The Smallest Seeds

Joy Davies, New Jersey Bio: I am a 46-year-old wife, mother, and writer raising a blended family with my husband of three years. Together, we parent my thirteen-year-old daughter and…

Joy Davies, New Jersey

Bio: I am a 46-year-old wife, mother, and writer raising a blended family with my husband of three years. Together, we parent my thirteen-year-old daughter and his three children, ages eleven, fourteen, and sixteen. I recently completed writing my first manuscript, a raw and reflective memoir that documents my journey through childhood trauma, addiction, abuse, and a painful custody battle, and how God met me in those storms with healing, surrender, and salvation through Christ. I enjoy cooking, reading, and volunteering, and I feel called to deepen my involvement in my church and to eventually create a safe, faith-based support group for women who have experienced trauma and abuse.

The Smallest Seeds

I met my husband during a season when I was not walking with the Lord. It wasn’t until I was deep in a custody battle—exhausted, broken, and falling apart on my kitchen floor one night that God met me there. In that moment, I surrendered my life to Him. Since then, everything has changed. My circumstances didn’t suddenly become easy, but He changed my heart.

I was led to an incredible church, surrounded by a loving church family. He placed friends in my life —women who mentor me, pray for me, and point me back to truth when I feel weary. Most importantly, God transformed me during seasons of uncertainty, grief, and relentless strife. Where fear once ruled, faith began to take root.

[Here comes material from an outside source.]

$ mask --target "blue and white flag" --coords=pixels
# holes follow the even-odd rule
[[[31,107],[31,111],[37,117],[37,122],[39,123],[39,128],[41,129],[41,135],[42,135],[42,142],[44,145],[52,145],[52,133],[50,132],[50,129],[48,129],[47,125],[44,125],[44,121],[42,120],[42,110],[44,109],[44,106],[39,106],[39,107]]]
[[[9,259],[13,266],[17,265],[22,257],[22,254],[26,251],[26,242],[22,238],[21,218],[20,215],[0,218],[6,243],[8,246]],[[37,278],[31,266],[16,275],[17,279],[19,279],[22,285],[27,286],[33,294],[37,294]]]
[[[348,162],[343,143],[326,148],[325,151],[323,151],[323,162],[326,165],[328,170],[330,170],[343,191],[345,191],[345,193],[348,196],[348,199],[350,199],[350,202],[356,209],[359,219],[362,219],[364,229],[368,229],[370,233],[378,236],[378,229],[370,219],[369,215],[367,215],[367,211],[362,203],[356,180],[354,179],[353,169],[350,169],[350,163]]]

My husband does not walk with the Lord. He also struggles with alcoholism and carries deep, unresolved trauma from his previous marriage—wounds that often spill into ours. Our blended family is messy, and most days feel like a battle. But the peace the Lord gives me sustains me. It allows me to face each day knowing I am never alone. When I feel overwhelmed, I know I can run to Him, and He is always near.

For over a year, I prayed over my husband every night. He believed I had lost my mind—finding faith, going to church, and becoming someone he didn’t recognize. He often told me how much I had changed. He was right—I had. But standing firm in my faith came at a cost. At times, it felt like it created distance in our marriage. Still, I remained rooted, trusting God even when it hurt.

On Christmas Eve, when we didn’t have our children, I asked my husband if he would come to church with me so I wouldn’t have to go alone. To my complete surprise, he hesitantly agreed. He was simply appeasing me, but he was going—and I was grateful.

What he didn’t know was that many members of my church knew our story and had been faithfully praying for him. When we arrived, he was warmly welcomed by my friends and their husbands. One man, in particular, shared that he had been praying for him. My pastor came over, greeted him warmly, and placed a gentle hand on his head and back, expressing how happy he was that he was there.

At first, I thought, This is it. My introverted husband will never come back. But as he quietly sat through the service, I released those thoughts and surrendered the moment to God. Afterward, I asked him what he thought. To my amazement, he said he had never felt so welcomed and that he experienced a peace he couldn’t explain. He told me he finally understood why I go to church, why I have my faith—and even said he would consider coming again.

But God.

Never would I have expected that outcome. Yet God does what we believe is impossible. He is the God of the possible.

I know a seed was planted that night. Since then, there has still been significant struggle in our marriage—especially surrounding his drinking. I’ve feared the worst, tried to control outcomes, and even threatened to leave if he didn’t get help. But God has been teaching me something deeper.

Psalm 46:10 has long been my anchor verse: “Be still.” I’ve lived by those words for over a year, especially in my marriage. But only recently did the second half of the verse fully settle in my heart: “Know that I am God.”

To me, this means: Stop attempting to control every outcome. Stop letting fear and anxiety dictate your response. Allow God to be God.

Anxiety leads nowhere. The enemy uses fear, control, and doubt to seek and destroy. But God intends good for His children. Our husbands are His children too. Instead of seeing my marriage as a catastrophe, I was led to this: What if God placed me in my husband’s life to help lead him toward salvation?

God has a purposeful plan for each of us. In the midst of strife, our calling is to lean closer to Him and trust Him to do the work only He can do.

This is not an easy path. But I’ve witnessed small, undeniable seeds being planted. My husband agreed to attend couples therapy, and the therapist I found specializes in addiction. He has finally admitted he has a problem. These are seeds—and I choose to receive each one with deep gratitude to the Most High.

In John 13:7, Jesus says, “You do not realize now what I am doing, but later you will understand.” Let that truth resonate deeply. God has a plan for each of us, even when we cannot yet see it. Keep Him close. Trust Him to plant seeds. And believe that His work is unfolding—whether or not we recognize it yet.